Encontramos em Friedrich Nietzsche a base desses pensadores citados, bem como tais correntes que negam esse um que quer se fazer também absoluto, a ponto se tornar aquilo que nega, em uma nova afirmação universalizante, saindo do grande e passando ao pequeno, apenas transferiram o foco, mas continuam preso ao mesmo preconceito, o todo que é uno e se faz de maior ou menor, na tentativa de simplificar em um ponto, como se pudéssemos juntar todos e formar essa imaginária reta, que segue essa linha contínua e estéril.

O desenvolvimento da psicanálise não ajudou a resolveu o problema, concepções como “ego”, ajudaram na construção de algo que clama por si, na busca de se fazer ouvir em uma imposição infundada. Na busca pelo eu, observaram tantos outros rivalizando, além desse não-eu que é a única coisa próxima de uma substância nesse caso. Diante do escândalo desse biodiversidade eusística, acredito que o poeta Fernando Pessoa tenha conseguido um lampejo dessa bioeulogia. Com seus heterônimos, mostrou como é ser multiplico ainda que se diga um, numa relação que envolve mais do que um centro, mas um campo de áreas apenas periféricas.

O Eu, para ter alguma serventia, deve ser visto de forma caleidoscópica. Somos um emaranhado de Eu’s, correspondentes a todos esses Foras que se relacionam conosco, moldando diversas facetas, são máscaras, personas, que são fabricadas e nos servem para compor o que concebemos enquanto personalidade. Não existe um Eu Fulano. Sartre mesmo expõe o Fulano-Lendo-Jornal, o Fulano-Bebebneod-Café, são todos Fulanos, mas jamais poderemos reduzi-los a um, é o processo relacional que impera, criando uma variedade dentro de si que busca compensar esse efeito de fora que não conseguimos conceber, embora saibamos captá-lo.

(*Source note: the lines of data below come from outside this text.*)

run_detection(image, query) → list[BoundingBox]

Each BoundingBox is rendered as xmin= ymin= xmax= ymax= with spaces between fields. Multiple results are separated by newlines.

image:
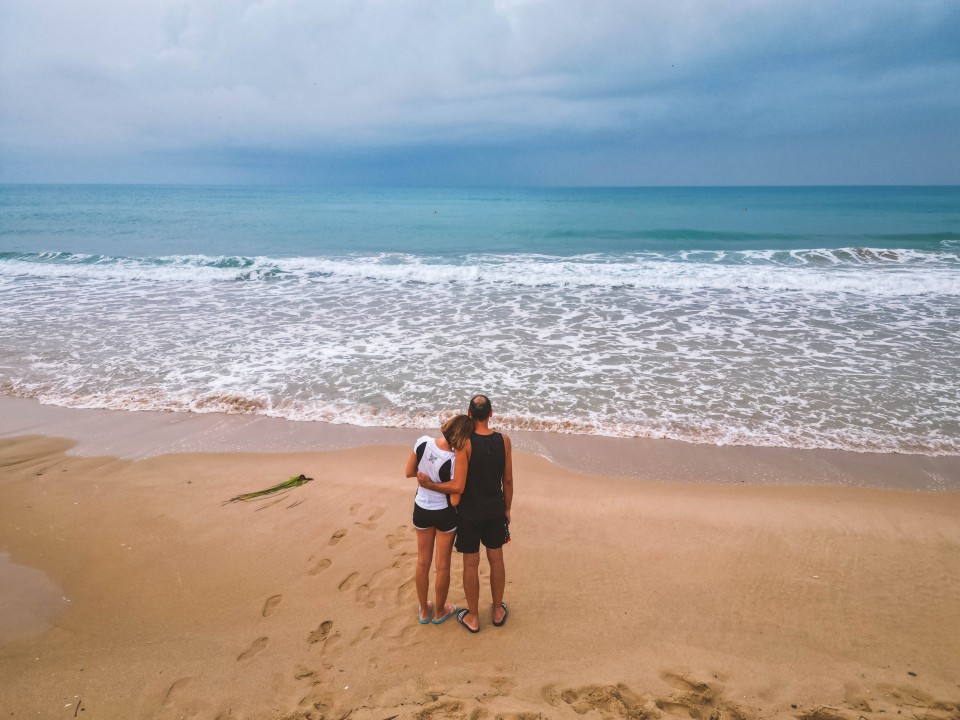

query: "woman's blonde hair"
xmin=441 ymin=414 xmax=475 ymax=451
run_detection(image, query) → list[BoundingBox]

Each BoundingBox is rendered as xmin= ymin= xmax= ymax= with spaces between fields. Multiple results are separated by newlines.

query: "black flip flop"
xmin=457 ymin=608 xmax=479 ymax=633
xmin=493 ymin=601 xmax=508 ymax=627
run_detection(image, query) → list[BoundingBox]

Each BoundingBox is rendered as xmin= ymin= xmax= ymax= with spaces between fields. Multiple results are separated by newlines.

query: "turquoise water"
xmin=2 ymin=185 xmax=959 ymax=453
xmin=4 ymin=185 xmax=959 ymax=256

O Fora se dobra sobre nós, e como ele mesmo é feito de Diferenças, apenas reproduzimos simulando essa influência, com efeitos repetitivos, que vão ecoar em nossa personalidade. Nosso constrangimento está em tentar nos explicarmos de forma resumida, tentando assumir apenas um dos Eu’s, criando um conflito irresolúvel. Não somos esse Um que tentam nos modelar, por isso acordamos com um humor e adormecemos com outro, pois existe um conflito de múltiplas identidades interagindo. Basta observarmos as relações sociais, é como criar um ambiente social dentro de si, onde um engana, o outro sofre, outro ama e outro odeia, ao mesmo tempo temos essa cadeia de sentimentos que não se resolvem, no máximo chegam em brevíssimos acordos que causam uma apatia que confundimos com harmonia, já que a vida pulsa em meio a esse conflito contínuo. Nós, enquanto seres vivos, também somos conflituosos e digladiaremos enquanto existirmos.

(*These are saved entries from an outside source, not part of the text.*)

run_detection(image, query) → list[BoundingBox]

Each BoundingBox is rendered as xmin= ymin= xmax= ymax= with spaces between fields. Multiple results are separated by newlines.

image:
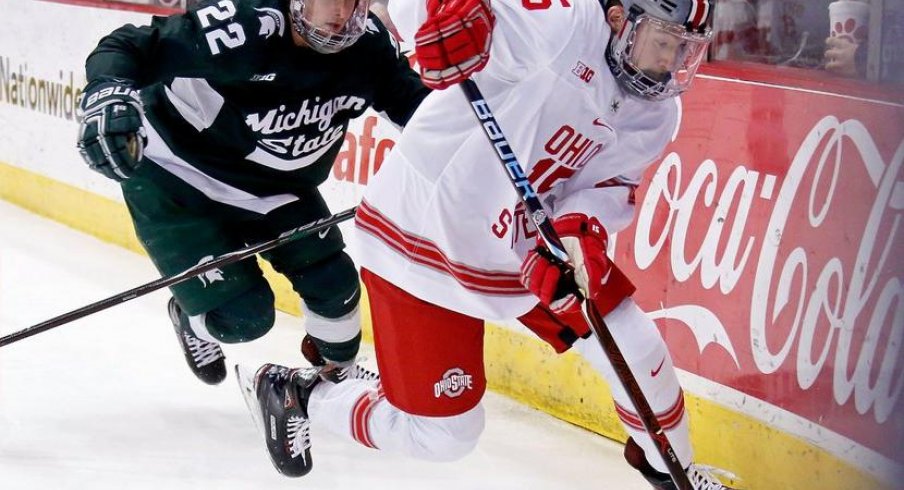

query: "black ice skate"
xmin=168 ymin=297 xmax=226 ymax=385
xmin=624 ymin=437 xmax=737 ymax=490
xmin=235 ymin=363 xmax=321 ymax=478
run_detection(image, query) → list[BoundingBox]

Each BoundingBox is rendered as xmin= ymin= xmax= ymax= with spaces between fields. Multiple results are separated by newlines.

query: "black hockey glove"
xmin=76 ymin=79 xmax=147 ymax=182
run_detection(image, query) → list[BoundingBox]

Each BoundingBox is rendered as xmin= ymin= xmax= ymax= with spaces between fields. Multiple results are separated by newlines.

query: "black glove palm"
xmin=76 ymin=79 xmax=147 ymax=182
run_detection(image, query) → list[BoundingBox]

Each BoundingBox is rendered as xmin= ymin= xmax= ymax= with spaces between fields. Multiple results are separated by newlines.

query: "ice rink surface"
xmin=0 ymin=200 xmax=650 ymax=490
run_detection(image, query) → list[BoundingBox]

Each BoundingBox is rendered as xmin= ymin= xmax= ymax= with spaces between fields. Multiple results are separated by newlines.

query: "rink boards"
xmin=1 ymin=1 xmax=902 ymax=489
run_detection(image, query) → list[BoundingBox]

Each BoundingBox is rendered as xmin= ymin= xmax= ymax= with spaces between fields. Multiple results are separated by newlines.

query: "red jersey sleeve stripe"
xmin=356 ymin=201 xmax=529 ymax=295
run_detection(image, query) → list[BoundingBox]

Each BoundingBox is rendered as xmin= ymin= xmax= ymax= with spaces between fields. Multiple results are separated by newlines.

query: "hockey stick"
xmin=461 ymin=79 xmax=694 ymax=490
xmin=0 ymin=206 xmax=358 ymax=348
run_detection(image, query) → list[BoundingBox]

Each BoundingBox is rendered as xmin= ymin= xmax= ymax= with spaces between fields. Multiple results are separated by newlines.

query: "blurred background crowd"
xmin=92 ymin=0 xmax=904 ymax=84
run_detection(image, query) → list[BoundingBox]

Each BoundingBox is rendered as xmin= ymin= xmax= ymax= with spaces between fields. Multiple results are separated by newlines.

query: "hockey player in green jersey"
xmin=76 ymin=0 xmax=429 ymax=385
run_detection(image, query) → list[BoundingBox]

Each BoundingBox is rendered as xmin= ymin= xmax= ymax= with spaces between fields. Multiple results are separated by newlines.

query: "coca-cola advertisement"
xmin=617 ymin=72 xmax=903 ymax=481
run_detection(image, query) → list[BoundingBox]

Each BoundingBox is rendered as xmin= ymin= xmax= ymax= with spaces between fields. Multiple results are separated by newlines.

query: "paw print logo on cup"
xmin=829 ymin=0 xmax=870 ymax=43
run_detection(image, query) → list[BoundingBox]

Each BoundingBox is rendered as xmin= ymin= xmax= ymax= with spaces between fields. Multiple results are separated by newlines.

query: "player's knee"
xmin=407 ymin=404 xmax=486 ymax=462
xmin=288 ymin=252 xmax=360 ymax=319
xmin=205 ymin=284 xmax=276 ymax=343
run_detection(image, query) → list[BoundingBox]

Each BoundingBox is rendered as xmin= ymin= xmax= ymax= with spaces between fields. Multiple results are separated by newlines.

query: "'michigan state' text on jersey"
xmin=86 ymin=0 xmax=428 ymax=213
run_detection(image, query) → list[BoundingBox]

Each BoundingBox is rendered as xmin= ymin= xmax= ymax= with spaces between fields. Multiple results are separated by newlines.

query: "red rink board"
xmin=617 ymin=62 xmax=903 ymax=464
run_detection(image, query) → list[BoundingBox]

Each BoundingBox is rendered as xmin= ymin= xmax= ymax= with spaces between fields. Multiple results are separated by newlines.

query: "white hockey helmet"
xmin=606 ymin=0 xmax=713 ymax=100
xmin=289 ymin=0 xmax=371 ymax=54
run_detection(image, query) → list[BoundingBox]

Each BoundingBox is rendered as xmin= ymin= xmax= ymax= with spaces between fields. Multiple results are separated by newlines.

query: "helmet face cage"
xmin=290 ymin=0 xmax=371 ymax=54
xmin=607 ymin=1 xmax=713 ymax=100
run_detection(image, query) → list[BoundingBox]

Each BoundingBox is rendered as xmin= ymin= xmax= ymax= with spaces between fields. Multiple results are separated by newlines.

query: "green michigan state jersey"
xmin=85 ymin=0 xmax=428 ymax=203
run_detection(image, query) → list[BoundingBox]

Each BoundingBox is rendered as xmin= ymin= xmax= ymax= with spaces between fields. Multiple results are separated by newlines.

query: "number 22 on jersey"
xmin=196 ymin=0 xmax=247 ymax=55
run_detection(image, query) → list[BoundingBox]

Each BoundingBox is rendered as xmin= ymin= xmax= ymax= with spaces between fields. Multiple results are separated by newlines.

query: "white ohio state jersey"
xmin=356 ymin=0 xmax=679 ymax=320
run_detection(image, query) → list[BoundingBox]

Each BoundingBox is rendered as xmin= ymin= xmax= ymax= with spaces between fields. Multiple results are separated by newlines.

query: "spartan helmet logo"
xmin=255 ymin=7 xmax=286 ymax=39
xmin=195 ymin=255 xmax=226 ymax=288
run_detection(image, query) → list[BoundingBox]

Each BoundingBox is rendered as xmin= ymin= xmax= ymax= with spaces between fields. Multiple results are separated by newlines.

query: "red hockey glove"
xmin=520 ymin=214 xmax=635 ymax=316
xmin=414 ymin=0 xmax=494 ymax=90
xmin=521 ymin=246 xmax=582 ymax=314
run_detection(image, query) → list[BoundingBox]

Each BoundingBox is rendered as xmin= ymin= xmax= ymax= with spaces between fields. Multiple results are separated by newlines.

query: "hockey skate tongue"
xmin=290 ymin=366 xmax=323 ymax=388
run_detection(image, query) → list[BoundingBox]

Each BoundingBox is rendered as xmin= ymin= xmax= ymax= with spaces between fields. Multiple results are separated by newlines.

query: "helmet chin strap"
xmin=289 ymin=0 xmax=307 ymax=40
xmin=289 ymin=0 xmax=301 ymax=23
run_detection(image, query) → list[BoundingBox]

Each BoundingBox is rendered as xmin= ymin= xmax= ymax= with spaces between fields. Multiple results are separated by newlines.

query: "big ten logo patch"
xmin=433 ymin=368 xmax=474 ymax=398
xmin=332 ymin=115 xmax=396 ymax=186
xmin=493 ymin=124 xmax=604 ymax=243
xmin=572 ymin=61 xmax=595 ymax=83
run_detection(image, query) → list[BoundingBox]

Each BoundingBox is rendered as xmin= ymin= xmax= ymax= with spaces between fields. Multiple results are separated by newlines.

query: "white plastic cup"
xmin=828 ymin=0 xmax=870 ymax=43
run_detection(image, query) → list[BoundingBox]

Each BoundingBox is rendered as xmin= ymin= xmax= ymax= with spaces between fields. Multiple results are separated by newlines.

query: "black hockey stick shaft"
xmin=461 ymin=79 xmax=693 ymax=490
xmin=0 ymin=206 xmax=358 ymax=348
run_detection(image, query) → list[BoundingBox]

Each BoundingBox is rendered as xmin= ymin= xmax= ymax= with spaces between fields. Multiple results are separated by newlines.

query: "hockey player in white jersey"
xmin=238 ymin=0 xmax=736 ymax=488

Mesmo Pessoa não resolveu o conflito, porque tentou separá-lo. Criando cada um dos seus heterônimos, apenas fez Uns separados, ao invés de deixar reinar o caos. Quando damos o nome a um filho, já o condicionamos a ter um caminho, uma identidade, um sentido. A busca por esse único, uno, universal, unívoco. A relação entre dois, é feita de uma biodiversidade já existente em cada um desses chamados Uns, além da mescla de ambos, causando uma Transeudiversidade. Não esquecendo o Fora, que continua atuante em ambos, o que remete a no mínimo três esferas maiores em uma relação dos chamados Dois, são eles e o Fora, partilhando dessa ininterrupta movimentação vivente.

Como Ele ou Ela é o Eu de Fora, e já comentamos sobre o Eu ser múltiplo, antes devemos abolir qualquer pronome que não seja o Nós. Adotando apenas o Eu para falar do Nós sendo visto por uma fração disso que chamo persona, assim como o Tu, seria Eu de Outro mesclado comigo, já em uma relação próximo, o Ele um Eu mais distanciado, a ponto de pensarmos somente como hipótese a partir do Eu e do Tu. Quanto ao Eles, seria o Nós ainda discriminado, visto como se estivesse longe, mal visto por olhos ainda presos a uma visão glaucomada.